We will never know, of course. But this was the pagan culture of Ruth's youth. She was a Moabitess who likely knew no other way to live.
As time passed, four people entered her world. They had traveled to Moab from Bethlehem Ephrathah in Israel to escape the famine that was ravaging the land. The family consisted of Elimelech and his wife, naomi, and their sons, Mahlon and Chilion. Elimelech may have been a devout believer in Yahweh, and Naomi may have been pleasant and fun because their names mean "my God is King" and "pleasant," respectively.
After a while, Elimelech died, leaving Naomi alone with her two sons (Ruth 1:3). If t heir names characterized them, Mahlon was sickly because his name meant "sick," and Chilion was a complainer because his name meant "pining." Yet Ruth and Orpah married them. Ruth wed Mahlon, Orpad wed Chilion, and pleasant Naomi became their mother-in-law.

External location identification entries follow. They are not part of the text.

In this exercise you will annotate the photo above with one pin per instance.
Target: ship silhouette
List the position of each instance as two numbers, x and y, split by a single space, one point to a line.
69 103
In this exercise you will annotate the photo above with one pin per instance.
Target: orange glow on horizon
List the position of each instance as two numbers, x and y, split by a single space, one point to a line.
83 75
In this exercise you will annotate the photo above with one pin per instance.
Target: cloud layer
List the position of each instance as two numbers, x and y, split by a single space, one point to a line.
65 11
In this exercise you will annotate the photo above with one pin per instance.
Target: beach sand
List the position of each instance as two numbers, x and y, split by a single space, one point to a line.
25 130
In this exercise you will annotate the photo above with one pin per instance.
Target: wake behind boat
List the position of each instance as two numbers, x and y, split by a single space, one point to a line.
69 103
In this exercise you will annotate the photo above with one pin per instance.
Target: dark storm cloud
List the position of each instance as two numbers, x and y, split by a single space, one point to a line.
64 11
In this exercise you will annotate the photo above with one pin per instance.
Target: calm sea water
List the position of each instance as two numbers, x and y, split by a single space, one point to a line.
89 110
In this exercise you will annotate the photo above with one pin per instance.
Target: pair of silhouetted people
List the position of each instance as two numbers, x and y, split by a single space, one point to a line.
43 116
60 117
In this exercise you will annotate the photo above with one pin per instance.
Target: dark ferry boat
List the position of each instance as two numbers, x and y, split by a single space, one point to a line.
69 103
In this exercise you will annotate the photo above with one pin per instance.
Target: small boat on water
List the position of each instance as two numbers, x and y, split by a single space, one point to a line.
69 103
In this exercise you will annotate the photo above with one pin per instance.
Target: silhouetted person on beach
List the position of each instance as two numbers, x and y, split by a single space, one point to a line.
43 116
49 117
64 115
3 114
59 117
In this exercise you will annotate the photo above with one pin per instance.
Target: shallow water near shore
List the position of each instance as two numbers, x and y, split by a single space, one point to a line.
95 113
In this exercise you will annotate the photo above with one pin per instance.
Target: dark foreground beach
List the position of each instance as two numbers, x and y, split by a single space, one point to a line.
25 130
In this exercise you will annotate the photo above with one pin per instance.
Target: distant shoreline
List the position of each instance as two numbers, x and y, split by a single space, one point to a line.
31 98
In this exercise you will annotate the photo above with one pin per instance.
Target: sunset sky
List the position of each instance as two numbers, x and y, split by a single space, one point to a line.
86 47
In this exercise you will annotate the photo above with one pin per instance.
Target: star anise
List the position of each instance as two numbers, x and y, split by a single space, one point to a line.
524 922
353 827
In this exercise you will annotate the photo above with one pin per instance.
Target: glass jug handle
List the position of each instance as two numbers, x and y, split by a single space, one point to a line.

During the 10 years her sons were married, Naomi may have treated her daughters-in-law to fascinating accounts about her homeland and her God, the One who created the universe in six days and made a dry path through the Red Sea so her people could flee from slavery in Egypt. Perhaps she told them how God had fed the Israelites with manna from heaven and made water gush from a rock. Or how God made the walls of Jericho, on the other side of the Dead Sea, collapse in a heap.
Naomi worshiped the God who provided commandments designed to help people and keep them from hurting one another. Chemosh, on the other hand, didn't provide anything. All he did was received the charred bodies of innocent children. Then tragedy struck. Mahlon and Chilion died. Now each of the women stood by a grave in Moab. Alone, with no one to support them, they faced destitution.
In the ensuing days, Naomi heard the Lord had visited his people with bread. The famine was over. God was blessing her homeland, and she wanted to return to Bethlehem. Ruth and Orpah no doubt loved their mother-in-law and immediately agreed to accompany her. Naomi was touched. She apparently loved these girls, as well. However, if they left Moab, they would become the foreigners. How could she wish that situation on them? "Go, return each to her mother's house," she implored. "The Lord deal kindly with you, as you have dealt with the dead and with me" (Ruth 1:8).
Naomi was telling them to turn around and go back to their childhood homes. He wish was for them to remarry and for the God of Israel to grant them rest. She kissed them tenderly, "and they lifted up t heir voices and wept" (v.9).